Awhile before this occurrence, there lived in a town not far away from Christiana a colored man who was in the habit of decoying fugitives fresh from bondage to his house on various pretexts, and, by assuming to be their friend, got from them the name of their master, his residence, and other needed particulars. He would then communicate with the master about his slave, tell him at what time the man would be at his house, and when he came at the appointed hour, the poor refugee would fall into the merciless clutches of his owner. Many persons, mostly young people, had disappeared mysteriously from the country, from whom nothing could be heard. At last the betrayer's connection with these transactions was clearly traced; and it was decided to force him to quit the nefarious business.
He was too wary to allow himself to be easily taken, and a resort was had to stratagem. I, with others, thought he deserved to be shot openly in his daughter's house, and was willing to take the consequences.
At last this man's outrages became so notorious that six of our most reliable men resolved to shoot him, if they had to burn him out to do it. After I had sworn the men in the usual form, we went to his barn, took two bundles of wheat-straw, and, fastening them under the eaves with wisps, applied a lighted match to each. We then took our stations a few rods off, with rifles ready and in good condition,—mine was a smooth-bore, with a heavy charge.

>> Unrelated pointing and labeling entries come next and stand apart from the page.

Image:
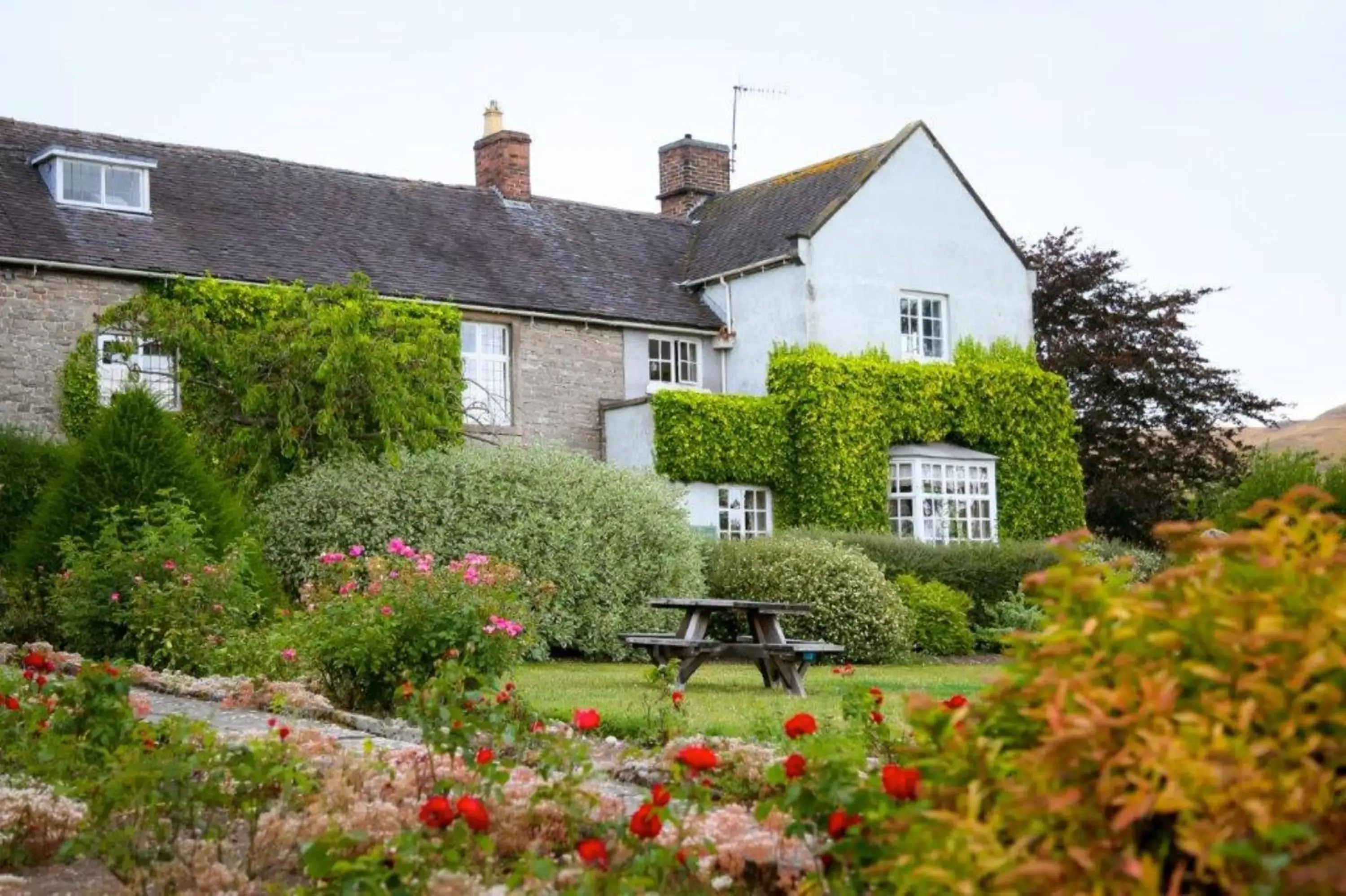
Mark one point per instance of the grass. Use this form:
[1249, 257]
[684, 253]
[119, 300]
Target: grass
[726, 699]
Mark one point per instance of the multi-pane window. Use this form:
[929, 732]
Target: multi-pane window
[676, 361]
[924, 327]
[486, 388]
[127, 361]
[943, 500]
[95, 183]
[745, 512]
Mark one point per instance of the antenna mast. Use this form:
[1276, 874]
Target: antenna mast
[734, 124]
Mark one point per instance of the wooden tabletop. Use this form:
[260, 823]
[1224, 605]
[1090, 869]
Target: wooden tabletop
[746, 606]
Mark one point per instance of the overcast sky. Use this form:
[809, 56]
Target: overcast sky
[1206, 140]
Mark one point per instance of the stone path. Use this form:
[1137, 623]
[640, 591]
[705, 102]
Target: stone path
[253, 723]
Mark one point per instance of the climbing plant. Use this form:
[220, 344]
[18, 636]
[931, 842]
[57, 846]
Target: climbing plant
[275, 377]
[820, 438]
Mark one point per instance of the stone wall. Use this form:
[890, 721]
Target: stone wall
[41, 318]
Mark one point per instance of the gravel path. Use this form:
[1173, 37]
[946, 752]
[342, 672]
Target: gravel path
[253, 723]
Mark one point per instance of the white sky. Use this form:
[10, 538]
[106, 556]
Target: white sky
[1206, 140]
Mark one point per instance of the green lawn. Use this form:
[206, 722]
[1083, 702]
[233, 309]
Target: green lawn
[727, 699]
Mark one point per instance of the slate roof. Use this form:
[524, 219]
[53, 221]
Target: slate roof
[245, 217]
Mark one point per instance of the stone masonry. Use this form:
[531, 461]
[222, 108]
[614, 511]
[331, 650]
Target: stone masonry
[562, 373]
[42, 315]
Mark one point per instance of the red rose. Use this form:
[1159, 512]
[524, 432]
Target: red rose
[474, 813]
[840, 822]
[647, 824]
[587, 719]
[699, 758]
[593, 852]
[800, 726]
[437, 813]
[901, 783]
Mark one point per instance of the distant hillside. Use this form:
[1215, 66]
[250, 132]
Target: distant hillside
[1325, 434]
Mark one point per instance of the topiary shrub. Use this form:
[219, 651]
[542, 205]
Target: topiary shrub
[1177, 736]
[27, 462]
[852, 605]
[986, 572]
[939, 617]
[134, 452]
[607, 539]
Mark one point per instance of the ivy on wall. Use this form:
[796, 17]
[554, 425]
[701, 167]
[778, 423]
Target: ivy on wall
[275, 377]
[820, 438]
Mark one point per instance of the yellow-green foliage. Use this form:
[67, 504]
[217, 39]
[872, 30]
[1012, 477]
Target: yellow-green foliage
[822, 438]
[1181, 736]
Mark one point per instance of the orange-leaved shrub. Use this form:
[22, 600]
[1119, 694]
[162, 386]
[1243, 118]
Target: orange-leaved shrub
[1186, 735]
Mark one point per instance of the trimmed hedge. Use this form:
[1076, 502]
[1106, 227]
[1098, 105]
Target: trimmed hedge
[988, 574]
[609, 539]
[852, 603]
[939, 617]
[840, 415]
[27, 462]
[135, 452]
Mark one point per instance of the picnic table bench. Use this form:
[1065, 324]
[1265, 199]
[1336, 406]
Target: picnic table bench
[777, 658]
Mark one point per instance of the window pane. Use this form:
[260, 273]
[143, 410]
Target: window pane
[124, 187]
[81, 182]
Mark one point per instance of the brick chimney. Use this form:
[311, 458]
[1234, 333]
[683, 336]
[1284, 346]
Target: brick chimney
[503, 158]
[691, 171]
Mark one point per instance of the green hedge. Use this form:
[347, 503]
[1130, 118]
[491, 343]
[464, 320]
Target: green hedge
[988, 574]
[939, 617]
[609, 539]
[852, 603]
[822, 438]
[27, 462]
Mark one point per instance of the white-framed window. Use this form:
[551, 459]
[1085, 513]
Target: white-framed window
[675, 361]
[745, 512]
[486, 376]
[96, 181]
[126, 361]
[943, 493]
[925, 326]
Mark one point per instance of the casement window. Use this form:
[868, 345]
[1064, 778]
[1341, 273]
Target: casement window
[745, 512]
[96, 181]
[924, 326]
[675, 361]
[126, 361]
[943, 493]
[486, 374]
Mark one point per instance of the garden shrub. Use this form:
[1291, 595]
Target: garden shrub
[153, 588]
[986, 572]
[27, 462]
[607, 539]
[852, 605]
[1182, 735]
[134, 452]
[375, 621]
[820, 439]
[939, 617]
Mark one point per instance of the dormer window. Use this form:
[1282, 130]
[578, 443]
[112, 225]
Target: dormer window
[93, 181]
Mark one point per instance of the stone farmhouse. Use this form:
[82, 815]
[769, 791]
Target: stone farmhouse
[574, 313]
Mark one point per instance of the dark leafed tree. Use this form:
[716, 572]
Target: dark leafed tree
[1157, 420]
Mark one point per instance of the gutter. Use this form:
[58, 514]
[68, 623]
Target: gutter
[746, 270]
[509, 313]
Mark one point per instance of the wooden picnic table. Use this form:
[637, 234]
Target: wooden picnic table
[777, 658]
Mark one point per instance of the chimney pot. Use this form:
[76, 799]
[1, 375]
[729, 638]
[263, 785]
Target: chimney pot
[503, 158]
[691, 171]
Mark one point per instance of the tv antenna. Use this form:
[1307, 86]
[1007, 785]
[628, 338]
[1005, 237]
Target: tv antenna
[734, 124]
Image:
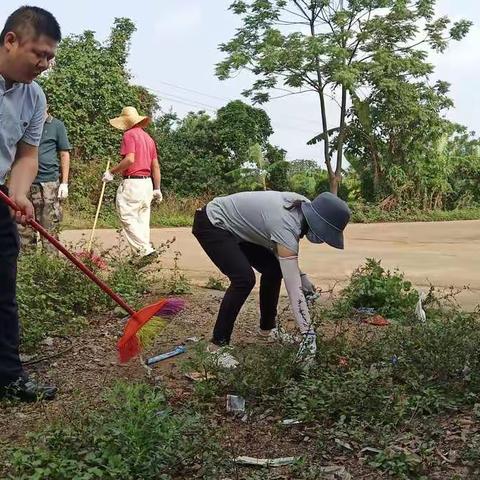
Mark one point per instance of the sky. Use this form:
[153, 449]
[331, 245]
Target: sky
[175, 49]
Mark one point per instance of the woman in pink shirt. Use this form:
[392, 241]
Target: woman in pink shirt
[141, 181]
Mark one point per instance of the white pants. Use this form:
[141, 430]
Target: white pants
[134, 197]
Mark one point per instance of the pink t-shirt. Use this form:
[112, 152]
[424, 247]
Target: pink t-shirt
[139, 142]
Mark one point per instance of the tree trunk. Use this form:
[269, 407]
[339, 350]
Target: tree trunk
[340, 142]
[334, 182]
[323, 111]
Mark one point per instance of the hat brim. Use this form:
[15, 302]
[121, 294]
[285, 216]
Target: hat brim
[125, 123]
[321, 229]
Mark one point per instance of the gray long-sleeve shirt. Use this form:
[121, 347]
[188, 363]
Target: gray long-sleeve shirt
[259, 217]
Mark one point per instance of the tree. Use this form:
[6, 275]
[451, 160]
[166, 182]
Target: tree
[396, 147]
[239, 127]
[88, 85]
[205, 155]
[192, 157]
[332, 48]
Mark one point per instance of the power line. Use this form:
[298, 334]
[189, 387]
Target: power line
[196, 104]
[191, 90]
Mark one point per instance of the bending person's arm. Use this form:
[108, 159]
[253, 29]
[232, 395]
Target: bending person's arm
[293, 283]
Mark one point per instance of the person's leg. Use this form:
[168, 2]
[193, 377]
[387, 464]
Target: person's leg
[265, 262]
[10, 366]
[224, 251]
[50, 214]
[129, 204]
[28, 236]
[144, 214]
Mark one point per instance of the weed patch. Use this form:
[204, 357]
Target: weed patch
[135, 435]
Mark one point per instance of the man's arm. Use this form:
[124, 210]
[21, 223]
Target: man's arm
[24, 171]
[65, 165]
[127, 161]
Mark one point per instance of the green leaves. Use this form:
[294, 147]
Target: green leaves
[89, 85]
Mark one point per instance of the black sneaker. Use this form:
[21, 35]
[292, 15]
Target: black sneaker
[27, 390]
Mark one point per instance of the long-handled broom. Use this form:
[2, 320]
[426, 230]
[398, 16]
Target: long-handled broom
[97, 213]
[129, 344]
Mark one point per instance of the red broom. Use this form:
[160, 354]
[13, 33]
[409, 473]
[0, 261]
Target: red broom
[129, 345]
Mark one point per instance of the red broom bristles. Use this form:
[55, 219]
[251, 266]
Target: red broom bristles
[129, 345]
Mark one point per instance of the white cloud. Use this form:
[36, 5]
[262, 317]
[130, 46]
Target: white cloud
[179, 21]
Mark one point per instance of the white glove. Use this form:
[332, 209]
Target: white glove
[307, 286]
[308, 347]
[293, 284]
[157, 195]
[107, 177]
[63, 191]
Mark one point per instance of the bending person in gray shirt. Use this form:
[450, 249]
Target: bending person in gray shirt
[262, 231]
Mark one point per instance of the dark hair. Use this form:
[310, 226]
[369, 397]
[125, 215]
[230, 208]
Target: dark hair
[35, 18]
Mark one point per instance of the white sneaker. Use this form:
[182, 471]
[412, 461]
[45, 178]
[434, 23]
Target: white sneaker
[222, 356]
[308, 348]
[275, 336]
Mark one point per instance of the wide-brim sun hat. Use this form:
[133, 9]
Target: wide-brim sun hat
[129, 118]
[327, 216]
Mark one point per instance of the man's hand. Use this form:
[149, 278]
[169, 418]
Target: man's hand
[63, 191]
[107, 177]
[307, 286]
[157, 195]
[27, 212]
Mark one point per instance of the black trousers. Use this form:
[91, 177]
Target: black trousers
[235, 260]
[10, 366]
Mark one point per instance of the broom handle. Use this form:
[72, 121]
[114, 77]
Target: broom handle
[89, 246]
[36, 226]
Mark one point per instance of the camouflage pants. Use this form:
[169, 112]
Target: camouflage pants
[48, 212]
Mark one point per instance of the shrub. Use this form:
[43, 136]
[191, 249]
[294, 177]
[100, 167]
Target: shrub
[134, 435]
[55, 298]
[374, 287]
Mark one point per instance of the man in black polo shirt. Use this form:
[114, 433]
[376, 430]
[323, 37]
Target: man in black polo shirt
[51, 184]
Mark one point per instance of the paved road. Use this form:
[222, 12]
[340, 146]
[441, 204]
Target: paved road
[443, 254]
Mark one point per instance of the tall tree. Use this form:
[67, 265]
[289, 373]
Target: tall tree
[88, 85]
[327, 46]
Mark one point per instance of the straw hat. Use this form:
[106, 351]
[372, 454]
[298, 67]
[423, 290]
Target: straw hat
[129, 118]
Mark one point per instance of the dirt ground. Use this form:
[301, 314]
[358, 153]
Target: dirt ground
[90, 366]
[440, 253]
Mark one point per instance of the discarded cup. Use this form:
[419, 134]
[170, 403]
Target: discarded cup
[235, 404]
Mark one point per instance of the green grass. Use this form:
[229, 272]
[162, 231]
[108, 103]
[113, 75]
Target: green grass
[54, 298]
[134, 435]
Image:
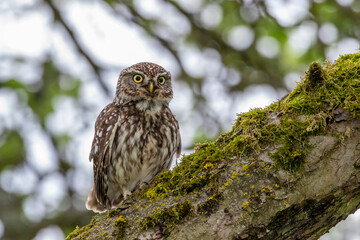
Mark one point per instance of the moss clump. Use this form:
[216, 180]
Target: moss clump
[169, 215]
[306, 111]
[121, 224]
[78, 231]
[112, 213]
[210, 206]
[315, 76]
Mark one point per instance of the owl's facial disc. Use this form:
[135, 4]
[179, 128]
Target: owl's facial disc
[150, 87]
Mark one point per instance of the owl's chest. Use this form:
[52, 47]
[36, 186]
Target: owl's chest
[139, 140]
[142, 149]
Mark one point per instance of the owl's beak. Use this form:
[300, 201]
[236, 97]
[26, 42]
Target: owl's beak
[151, 87]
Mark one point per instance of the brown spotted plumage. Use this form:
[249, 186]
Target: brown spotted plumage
[136, 136]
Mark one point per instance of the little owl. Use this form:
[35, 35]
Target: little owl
[136, 136]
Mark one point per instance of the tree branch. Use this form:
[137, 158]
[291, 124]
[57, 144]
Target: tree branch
[289, 171]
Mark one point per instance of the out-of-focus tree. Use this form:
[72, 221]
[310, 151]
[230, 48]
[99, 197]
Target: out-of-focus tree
[222, 49]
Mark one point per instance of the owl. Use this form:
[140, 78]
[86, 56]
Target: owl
[136, 136]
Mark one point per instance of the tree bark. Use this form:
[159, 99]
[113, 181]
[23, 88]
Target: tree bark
[289, 171]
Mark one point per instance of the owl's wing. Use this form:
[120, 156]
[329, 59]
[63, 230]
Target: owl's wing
[106, 126]
[178, 138]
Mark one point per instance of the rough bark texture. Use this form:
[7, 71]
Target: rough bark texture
[289, 171]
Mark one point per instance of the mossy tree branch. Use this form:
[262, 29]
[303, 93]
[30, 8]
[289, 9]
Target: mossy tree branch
[289, 171]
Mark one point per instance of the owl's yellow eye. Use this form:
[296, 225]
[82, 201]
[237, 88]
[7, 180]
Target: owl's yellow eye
[138, 78]
[161, 80]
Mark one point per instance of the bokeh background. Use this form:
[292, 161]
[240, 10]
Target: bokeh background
[59, 63]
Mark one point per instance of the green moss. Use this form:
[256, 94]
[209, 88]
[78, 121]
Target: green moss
[169, 215]
[211, 205]
[121, 224]
[305, 112]
[112, 213]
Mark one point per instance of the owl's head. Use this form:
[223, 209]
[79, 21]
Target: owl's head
[145, 83]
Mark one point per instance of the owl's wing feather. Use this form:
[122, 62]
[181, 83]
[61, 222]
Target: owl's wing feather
[106, 127]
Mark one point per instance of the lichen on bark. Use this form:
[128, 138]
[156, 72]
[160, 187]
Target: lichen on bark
[287, 171]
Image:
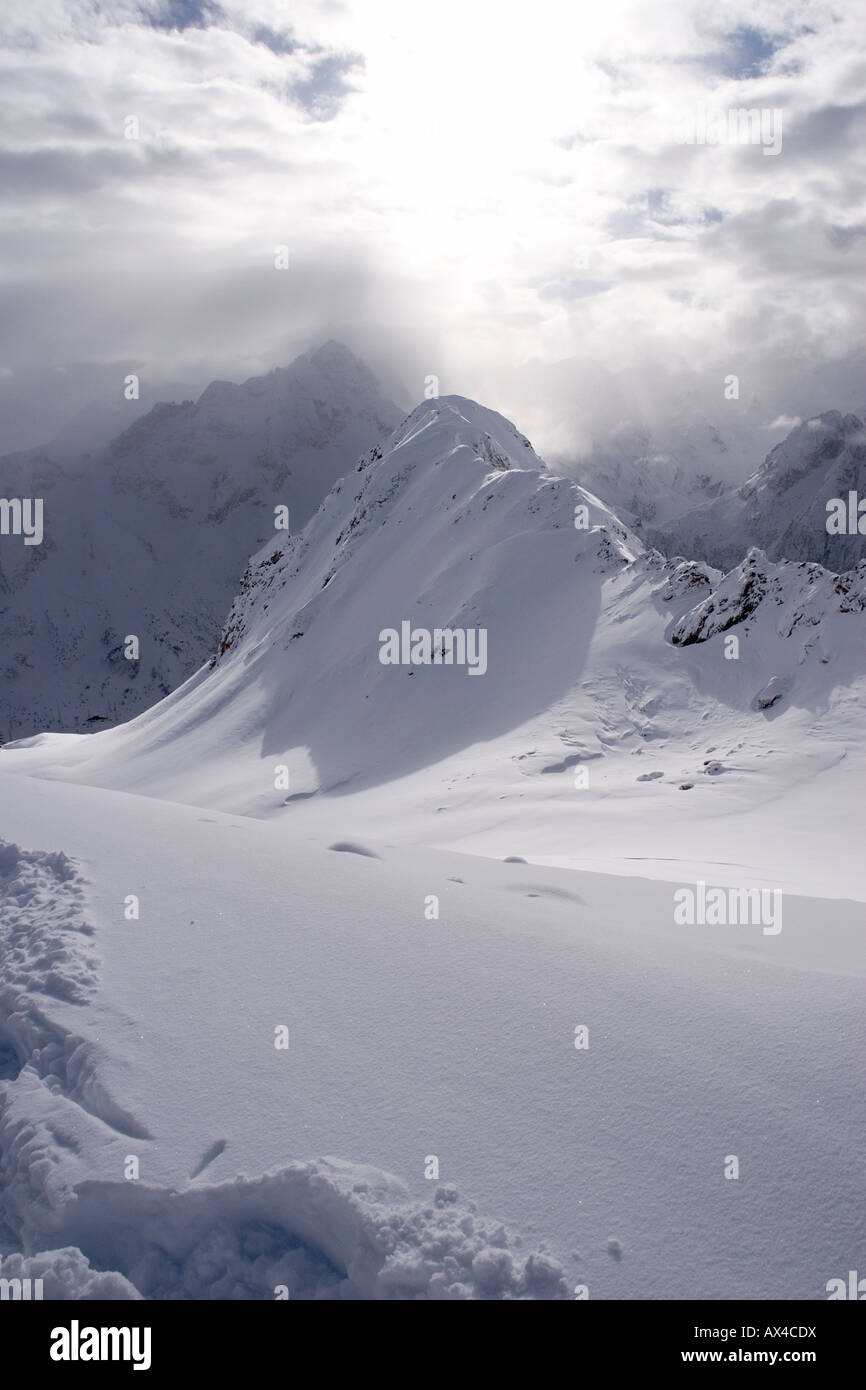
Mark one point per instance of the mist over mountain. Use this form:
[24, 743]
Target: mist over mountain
[786, 508]
[148, 538]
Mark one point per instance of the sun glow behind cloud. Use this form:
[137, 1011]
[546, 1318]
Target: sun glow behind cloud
[473, 189]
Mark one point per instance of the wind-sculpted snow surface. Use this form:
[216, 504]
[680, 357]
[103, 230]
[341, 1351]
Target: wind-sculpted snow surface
[324, 1229]
[327, 1229]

The house burned beautifully; and half an hour after it ignited the walls fell in, but no betrayer showed himself. Instead of leaving the house by the rear door, as we had expected, just before the roof fell in, he broke out the front way, rushed to his next neighbor's, and left his place without an effort to save it. We had built the fire in the rear, and looked for him there; but he ran in the opposite direction, not only as if his life was in danger, but as if the spirit of his evil deeds was after him.
- This sentence was written before the beginning of our civil war. Viewed in the light of subsequent events, it is somewhat remarkable.—E. K.